Морган в это время молчаливо и расторопно готовил все для ванны. Когда же ванна была готова, Рон отпустил всех слуг и запер дверь на засов.
И повернулся. Джина наблюдала за ним с вполне понятной настороженностью. Ну что же, он ее не разочарует! Рон снял свой меч и перевязь, потом развязал завязки штанов. Подтянув стул поближе к деревянной лохани с горячей водой, он сел и начал снимать сапоги. Джина наблюдала за каждым его движением, неподвижная и напряженная, как кошка. Он снял сапоги и отбросил их в сторону, потом встал и посмотрел на нее.
— Ты первая, цветочек.
Она сделала шаг назад.
— Я не понимаю, о чем ты говоришь.
Он показал на лохань.
— Вот горячая вода и кусок мыла. Вон чистые полотенца. Мне кажется, что ванна сделает тебя более мягкой и покладистой. Да и запах от тебя, разумеется, будет лучше…
Джина недовольно посмотрела на него. Ей бы и хотелось возмутиться и возразить, но что тут скажешь? За две недели в подземной тюрьме, под пластами глубоко въевшейся грязи исчезли даже следы дурманящего жасминового аромата, обычно так характерного для нее…
Помедлив, она небрежно пожала плечами:
— Пожалуй, я не прочь искупаться. Но вовсе не собираюсь раздеваться у тебя на глазах.
— Ах, так?! Ну, как хочешь, цветочек.
Рон быстро шагнул к ней и, прежде чем она успела разгадать его намерения, подхватил ее на руки. Джина испуганно вскрикнула, а он, подержав ее мгновение над лоханью с горячей водой, вдруг взял и опустил ее туда прямо в платье. Брызги взлетели в воздух, часть воды выплеснулась на каменный пол, а Рон, оперевшись обеими руками о края ванны, склонился над ней.
— Ты помоешься сама, или тебе помочь?
Вместо ответа Джина быстро зачерпнула ладонью воду и плеснула ему в лицо. Но он не двинулся, даже когда она сопроводила это щедрым набором эпитетов. Она осыпала его проклятиями и оскорблениями, а он спокойно выслушал их, и наконец ее терпение кончилось.
Сейчас она покажет этому английскому грубияну, как ведут себя настоящие принцессы! На лице Джины промелькнуло подобие улыбки.
— Ты прав, — кивнула она. — Мне и в самом деле надо искупаться. Я бы, конечно, предпочла делать это наедине со своей служанкой, но, наверное, я прошу слишком многого.
Последние слова прозвучали как вопрос, и Рон ухмыльнулся.
— Да, это действительно слишком много.
— Ну что ж, хорошо. Дай мне мыло и мочалку, я буду мыться.
К его удивлению, она встала во весь рост и несколькими быстрыми движениями стянула с себя платье, отбросив его в сторону. Туда же полетела и сорочка. Она стояла по колено в воде, смуглая и совершенно обнаженная!

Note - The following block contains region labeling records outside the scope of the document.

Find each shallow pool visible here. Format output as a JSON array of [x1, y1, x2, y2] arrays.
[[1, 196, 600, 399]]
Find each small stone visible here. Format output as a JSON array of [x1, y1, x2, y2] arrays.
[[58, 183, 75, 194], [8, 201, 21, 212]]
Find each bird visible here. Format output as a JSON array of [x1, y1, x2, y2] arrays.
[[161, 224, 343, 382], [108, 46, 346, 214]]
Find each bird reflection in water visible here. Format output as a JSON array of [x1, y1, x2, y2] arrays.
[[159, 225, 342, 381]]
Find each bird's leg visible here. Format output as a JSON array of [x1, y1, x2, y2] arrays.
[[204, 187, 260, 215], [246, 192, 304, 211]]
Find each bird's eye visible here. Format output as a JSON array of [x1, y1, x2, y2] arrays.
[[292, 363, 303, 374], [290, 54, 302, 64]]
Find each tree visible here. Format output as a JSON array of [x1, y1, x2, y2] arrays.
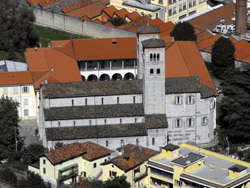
[[170, 22, 197, 41], [109, 17, 127, 27], [0, 97, 19, 158], [212, 37, 235, 79], [0, 0, 38, 51], [218, 65, 250, 143]]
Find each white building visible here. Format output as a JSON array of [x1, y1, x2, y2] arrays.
[[39, 25, 216, 149]]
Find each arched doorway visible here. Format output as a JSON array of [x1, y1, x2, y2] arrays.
[[88, 74, 97, 82], [112, 73, 122, 80], [124, 72, 135, 80]]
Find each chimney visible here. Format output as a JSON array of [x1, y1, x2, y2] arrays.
[[235, 0, 247, 38]]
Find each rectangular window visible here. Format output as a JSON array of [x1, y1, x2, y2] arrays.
[[3, 87, 8, 95], [23, 87, 30, 93], [23, 99, 29, 106], [13, 87, 18, 94], [23, 109, 29, 116]]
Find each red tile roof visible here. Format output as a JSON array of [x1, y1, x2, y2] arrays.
[[45, 142, 87, 165], [118, 16, 151, 32], [149, 18, 164, 26], [126, 12, 141, 21], [102, 144, 159, 172], [165, 41, 216, 92], [81, 142, 113, 161], [159, 21, 175, 32], [114, 8, 129, 19], [61, 0, 97, 13], [188, 3, 235, 30], [102, 5, 117, 18], [67, 1, 106, 19]]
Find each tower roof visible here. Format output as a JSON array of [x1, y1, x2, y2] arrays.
[[136, 24, 160, 34], [142, 38, 166, 48]]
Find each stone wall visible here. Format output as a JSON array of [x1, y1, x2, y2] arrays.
[[33, 9, 136, 38]]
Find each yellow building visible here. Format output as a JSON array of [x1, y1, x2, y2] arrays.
[[146, 144, 250, 188], [102, 144, 159, 188], [110, 0, 207, 23], [0, 71, 37, 120], [28, 142, 113, 186]]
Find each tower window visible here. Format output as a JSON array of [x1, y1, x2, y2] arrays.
[[157, 69, 161, 75], [150, 69, 154, 76]]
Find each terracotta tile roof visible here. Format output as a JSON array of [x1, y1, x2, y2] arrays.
[[61, 0, 97, 13], [114, 8, 129, 19], [165, 41, 216, 92], [0, 71, 33, 85], [104, 22, 115, 27], [102, 5, 117, 18], [81, 142, 113, 161], [93, 19, 103, 24], [102, 144, 159, 172], [126, 12, 141, 21], [67, 1, 106, 19], [25, 47, 82, 89], [73, 37, 137, 60], [197, 34, 222, 49], [118, 16, 151, 32], [38, 0, 63, 8], [45, 142, 87, 165], [26, 0, 39, 5], [159, 21, 175, 32], [149, 18, 164, 26], [196, 30, 213, 44], [188, 3, 235, 30]]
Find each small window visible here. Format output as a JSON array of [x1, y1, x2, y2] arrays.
[[187, 118, 193, 127], [23, 109, 29, 116], [175, 96, 182, 104], [3, 87, 8, 95], [202, 117, 207, 125], [13, 87, 18, 94], [157, 69, 161, 75], [136, 138, 139, 146], [23, 98, 29, 106], [150, 69, 154, 76], [23, 87, 29, 93], [175, 119, 181, 128]]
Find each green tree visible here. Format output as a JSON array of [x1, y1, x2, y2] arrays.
[[0, 0, 38, 51], [170, 22, 197, 41], [218, 65, 250, 143], [212, 37, 235, 79], [109, 17, 127, 27], [0, 96, 19, 158]]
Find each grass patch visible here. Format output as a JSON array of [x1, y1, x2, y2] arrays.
[[34, 25, 90, 47]]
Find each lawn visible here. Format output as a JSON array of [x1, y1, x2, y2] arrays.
[[34, 25, 89, 47]]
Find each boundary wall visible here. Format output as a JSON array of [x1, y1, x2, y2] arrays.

Взгляд Рона невольно скользнул по ее изящной гибкой фигуре — от высоких упругих грудей к плоской поверхности живота, задержавшись на темном треугольнике между гладкими округлыми бедрами. Несмотря на то что в комнате было прохладно, он вдруг ощутил, как кровь горячо забурлила в нем.
Будь она проклята! Опять ей удалось взять над ним верх! Почему при одном виде ее обнаженного тела он делается безмолвным и неуклюжим, словно юнец? Рон отвернулся и, намылив мочалку, протянул ей.
Величественным и изящным движением Джина взяла ее и снова уселась в ванну. Не обращая на него ни малейшего внимания, она намылила руки, груди, шею, ленивыми кругами водя мочалку, с полузакрытыми глазами и мечтательной улыбкой на лице. Потом блаженно вздохнула, подняла ногу, чтобы внимательно рассмотреть стопу и пальцы, а затем намылила их как следует. Голубоватая вода стекала с ее смуглых грудей, вокруг торчащих коричневатых сосков пузырилась мыльная пена.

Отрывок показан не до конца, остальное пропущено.